For people that want to run their own ops, I can tell you a few things based on my very limited efforts here. The breakdown of the kind of responses I got was fairly even for each group:
- There are the people that get on board and participate exactly as you ask. I really loved this part because I got to see the letters of people that I think are more articulate than me. Even better, I got to see the responses that Steve Wieck made to them. If I was some sort of evil mastermind, this could have been really useful intel.
- There are the people that don’t necessarily want to participate… but who are sympathetic enough to boost the signal for you by resharing and so forth. This is cool. The morale value of this sort of thing shouldn’t be underestimated.
- There are the hecklers that show up to use your ops as an opportunity to run through the opposition’s talking points. This is pretty tacky and irritating.
- Much worse are the “wet blanket” moderates who show up to explain at length that there’s really no need for action and no reason to get excited, etc. etc.
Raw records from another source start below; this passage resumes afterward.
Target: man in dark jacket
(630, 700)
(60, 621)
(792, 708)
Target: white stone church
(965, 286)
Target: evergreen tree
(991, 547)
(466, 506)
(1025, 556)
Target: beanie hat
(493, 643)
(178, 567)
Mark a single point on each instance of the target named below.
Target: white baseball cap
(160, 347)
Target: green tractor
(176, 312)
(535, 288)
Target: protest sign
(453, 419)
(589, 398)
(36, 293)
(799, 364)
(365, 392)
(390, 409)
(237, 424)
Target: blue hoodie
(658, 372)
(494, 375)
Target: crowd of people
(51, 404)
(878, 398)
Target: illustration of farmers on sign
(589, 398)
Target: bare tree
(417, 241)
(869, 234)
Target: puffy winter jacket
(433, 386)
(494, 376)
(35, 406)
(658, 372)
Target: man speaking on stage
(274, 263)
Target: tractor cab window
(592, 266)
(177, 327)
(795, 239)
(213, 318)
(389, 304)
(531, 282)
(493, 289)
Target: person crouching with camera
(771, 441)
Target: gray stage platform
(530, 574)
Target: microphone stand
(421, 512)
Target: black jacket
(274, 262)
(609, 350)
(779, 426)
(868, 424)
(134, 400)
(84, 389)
I’m convinced that these people really do by far the worst amount of damage to people trying to accomplish something. They really do destroy momentum more than anyone else. Hecklers will sometimes inspire your allies to push back on your behalf. But moderates? They’re a bottomless pit.
- Finally, there are the “more radical than you” and “better able to run an op than you” types. On one level, this is awesome, but on another… dang, this is frustrating. If these people do not have an actual operation going that you can show reciprocal support to, then they can really take the wind out of your sails.
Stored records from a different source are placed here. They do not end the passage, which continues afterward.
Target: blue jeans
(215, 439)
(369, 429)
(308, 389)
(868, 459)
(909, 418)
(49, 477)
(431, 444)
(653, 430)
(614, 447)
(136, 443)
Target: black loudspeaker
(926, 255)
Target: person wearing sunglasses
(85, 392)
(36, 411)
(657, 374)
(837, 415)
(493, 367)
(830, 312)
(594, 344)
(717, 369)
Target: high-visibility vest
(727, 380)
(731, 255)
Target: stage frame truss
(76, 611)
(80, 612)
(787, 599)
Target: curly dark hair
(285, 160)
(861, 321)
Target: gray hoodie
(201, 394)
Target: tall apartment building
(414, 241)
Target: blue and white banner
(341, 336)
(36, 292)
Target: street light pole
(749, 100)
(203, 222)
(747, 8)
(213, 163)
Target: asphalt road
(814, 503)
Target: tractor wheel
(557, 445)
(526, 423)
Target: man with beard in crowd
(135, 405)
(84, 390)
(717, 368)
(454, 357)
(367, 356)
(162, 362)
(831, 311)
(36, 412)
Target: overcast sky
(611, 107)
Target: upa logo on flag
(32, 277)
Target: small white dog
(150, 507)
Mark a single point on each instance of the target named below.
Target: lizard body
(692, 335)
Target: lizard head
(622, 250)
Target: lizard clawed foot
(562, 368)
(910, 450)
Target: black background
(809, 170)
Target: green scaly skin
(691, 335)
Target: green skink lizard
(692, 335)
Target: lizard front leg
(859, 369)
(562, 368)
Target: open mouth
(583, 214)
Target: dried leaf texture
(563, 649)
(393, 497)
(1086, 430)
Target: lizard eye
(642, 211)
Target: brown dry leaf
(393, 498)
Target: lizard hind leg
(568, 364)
Each of those groups were roughly the same size, so useful feedback and participation is liable to be dwarfed by the people aren’t really on board with the proposed effort. (I mean seriously, some people spent more time arguing with me about this than it would have taken to write a letter to OBS. Agh!) This sort of thing is completely predictable and an inevitable part of human nature. While my temperament is about as far from “revolutionary leader” as it gets, if I ever do anything remotely like this again I will make a point to head some of this sort of thing off.
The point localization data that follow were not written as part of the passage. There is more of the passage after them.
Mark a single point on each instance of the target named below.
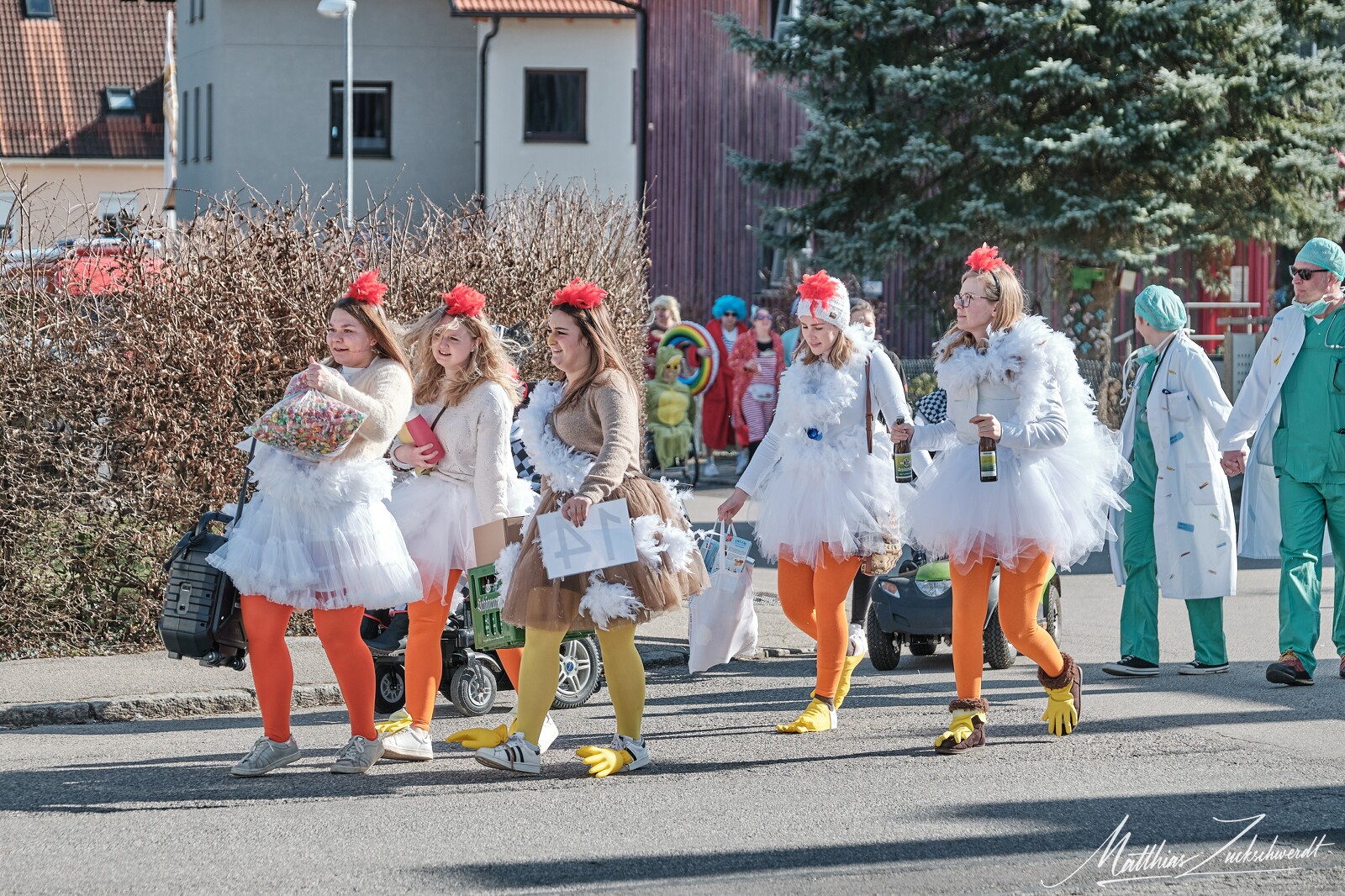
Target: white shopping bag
(724, 620)
(605, 540)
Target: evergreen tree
(1109, 132)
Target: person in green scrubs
(1179, 403)
(1309, 461)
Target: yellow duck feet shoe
(1066, 697)
(483, 737)
(968, 728)
(817, 716)
(625, 754)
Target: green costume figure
(1295, 403)
(1177, 539)
(670, 409)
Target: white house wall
(271, 64)
(607, 49)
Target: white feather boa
(564, 467)
(1029, 356)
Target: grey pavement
(731, 806)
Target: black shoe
(393, 638)
(1289, 670)
(1130, 667)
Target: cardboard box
(493, 537)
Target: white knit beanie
(825, 298)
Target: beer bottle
(901, 458)
(989, 459)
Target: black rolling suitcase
(201, 616)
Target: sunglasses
(1304, 273)
(965, 299)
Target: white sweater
(477, 450)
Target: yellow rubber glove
(394, 723)
(959, 728)
(481, 737)
(817, 716)
(604, 761)
(1060, 714)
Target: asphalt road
(731, 806)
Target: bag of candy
(309, 424)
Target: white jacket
(1257, 414)
(1194, 508)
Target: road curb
(143, 707)
(235, 700)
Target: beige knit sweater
(477, 451)
(383, 392)
(604, 423)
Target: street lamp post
(346, 10)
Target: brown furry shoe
(968, 728)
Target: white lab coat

At this point, though, this OBS censorship policy is well on its way to becoming a reality. While I didn’t think there was much chance of stopping it, I for one felt it important to at least register some opposition with the people that actually make the decisions. But when the “point and shriek” crowd rolled up to DriveThruRpg, it’s pretty clear that they had a game plan. Watching how this played out… it’s pretty clear to me that their opposition does not. They can threaten Steve Wieck with their standard “guilt by association” routine. Us? We can only “threaten” to leave him alone and let him run his business as he sees fit. There’s just not a lot of leverage in that…!
So what happens next…? Eh, I guess we sit back and wait for the games to start getting banned with greater and greater frequency. Maybe pretty soon we’ll have enough victims that we can set up a yearly “play a banned game” day at the local library. (Librarians hate censorship, don’t they? Surely we can count on them! Heh.) But hey… you all that sat down and wrote a letter just because I asked: thank you. That was cool. Maybe it didn’t accomplish much, but I do think it was more effective than me putting together another angry op ed piece. If somebody else is smarter or more effective in opposing censorship and protecting free expression… by all means, lend them your aid. Or at the very least, cut the wet blanket routine and get out of their way.